Donald Trump, whose willingness to test the boundaries of politics has propelled him to the top of a crowded race for the Republican presidential nomination, chose on Tuesday to test a whole new boundary: defending his campaign manager charged with simple battery.
If convicted of forcefully grabbing a female reporter at a campaign event earlier this month, Corey Lewandowski faces up to a year in prison and a $1,000 fine, according to the Associated Press.
Even before Trump's decision to stand by Lewandowski, the billionaire faced a tough week of gathering enough support to win the hotly contested Wisconsin primary on April 5. Perhaps harder still, he has less than four months to turn his leading campaign into one that can unify the party at its convention in July, and then win the White House in November.
“Wow, Corey Lewandowski, my campaign manager and a very decent man, was just charged with assaulting a reporter. Look at tapes-nothing there!” Trump wrote to his 7.3 million Twitter followers.
Trump's audacious response was par for the course of his defiant campaign against the establishment. It also came at a crucial moment for Trump, who is far ahead of Senator Ted Cruz in the race to win delegates but faces an uphill climb in terms of convincing the party to unite behind him in the fight for the White House.
“It matters because as these antics add up, people are going to realize that he's going to lose to Hillary Clinton, that this is how we're going to lose the White House,” said Rob Jesmer, GOP strategist and former executive director of the National Republican Senatorial Committee. “It won't peel his core away, but it's going to prevent him from consolidate supporters.”
The Republican establishment has been coalescing around Cruz, who urged Trump to fire Lewandowski on Tuesday. The John Kasich campaign said the aide would be fired if he worked for them.
Republicans trying to stop Trump from winning the nomination have spent weeks trying to paint him as a demagogue whose refusal to aggressively speak out against violence at his own rallies makes him unfit for office.
While Trump remains the front-runner for his party's nomination, recent polling suggests his behavior may be catching up to him. A Bloomberg Politics national poll this month showed that 68 percent of Americans now have an unfavorable view of him, up 25 points from a year ago. Republicans, by almost a two-to-one margin, said Cruz has the better temperament to be president and almost two of every three said the Texas senator better embodies their moral values.
The only primary contest for the next three weeks is in Wisconsin, a Midwestern state where Trump's emotionally charged speeches—he's called for banning Muslim immigration, equated Mexican immigrants to rapists and repeated intense criticisms of Fox News anchor Megyn Kelly—have not landed with the same success as elsewhere.
On Monday, Trump was greeted by an influential conservative radio host, Charlie Sykes, who told the former reality TV show host that “here in Wisconsin, we value things like civility, decency and actual conservative principles.”
Polls shows Cruz and Trump in a neck-and-neck race in the state, which will award its 42 delegates mostly by results in each of its eight congressional districts. Trump has won 736 delegates, compared to 463 for Cruz. The eventual nominee needs to capture 1,237. There are 943 delegates still up for grabs.

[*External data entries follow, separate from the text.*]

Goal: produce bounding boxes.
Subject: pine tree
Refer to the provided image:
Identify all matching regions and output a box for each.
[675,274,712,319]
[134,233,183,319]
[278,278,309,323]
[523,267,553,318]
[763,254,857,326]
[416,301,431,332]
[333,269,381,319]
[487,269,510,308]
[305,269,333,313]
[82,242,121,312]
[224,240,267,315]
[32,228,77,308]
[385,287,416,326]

However, it remains unclear how this could influence the Wisconsin vote with less than a week to go before polls open.
“Donald Trump continues to do everything differently than any other candidate for office would. I don't think it's going to catch up with him as long as the field is divided and it's not a one-on-one race,” said Christian Ferry, who managed Lindsey Graham's presidential campaign. “If he's able to pull it off in Wisconsin, everybody needs to come to grips with the fact that Donald Trump is going to be the nominee. He's definitely in the driver's seat.”
After the March 8 incident with the journalist, Michelle Fields, a former Breitbart reporter who was covering the Republican contender at his beachfront Mar-A-Lago resort in Florida, Trump vehemently defended Lewandowski. He told reporters in the spin room after a debate in Miami that the allegation was “made up.” “Everybody said nothing happened. Perhaps she made the story up. I think that's what happened,” Trump told reporters as he walked the rope line with his wife, Melania, and youngest son Barron, 10, as well as with Lewandowski.
The campaign defended Lewandowski again several days later in Tucson, when Lewandowski assisted in breaking up a scuffle in a particularly rowdy crowd. Trump spokeswoman Hope Hicks told Bloomberg Politics at the time that the campaign “will be dedicating additional security resources to larger events in the future to prevent staff from having to intervene.”